Last evening about 21:26 there was a power failure in the main EECS server room in Soda Hall. The UPS held up some systems until about 22:00 at which time staff shut the room down completely. Many EECS services were disrupted as a result. The problem was found to be in the UPS which fried the high voltage output terminal block. The terminal block was bypassed and the UPS has been removed from service until further notice. Most EECS computing services have been restored as of 03:15 this morning with the exception of the IRIS web server, which was restored around 10:15am Sunday.
Thanks to the staff who came in early Sunday morning to deal with this issue.

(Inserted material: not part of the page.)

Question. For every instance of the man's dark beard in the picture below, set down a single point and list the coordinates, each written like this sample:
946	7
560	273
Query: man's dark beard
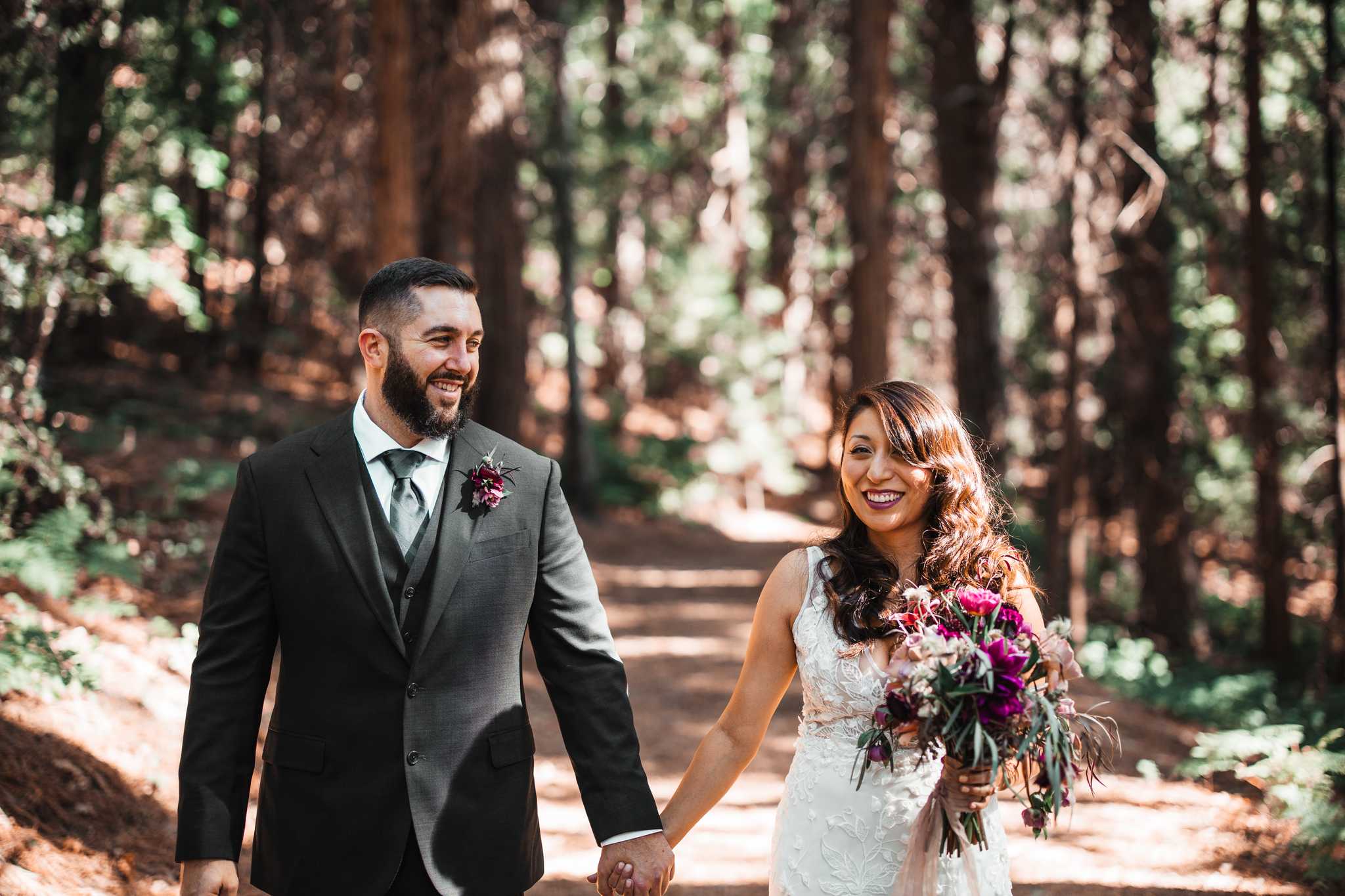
409	399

The departmental mail server (imap.eecs) and LDAP servers should now be working mostly properly. However, there are a few unresolved technical problems. You may encounter SSL certificate validation errors on our LDAP server (ldap.eecs and ldap.cs). As such, it may not be completely reliable for the remainder of today, and possibly across this weekend as well. We are actively working on solving the underlying problem, and will post an update as soon as we can.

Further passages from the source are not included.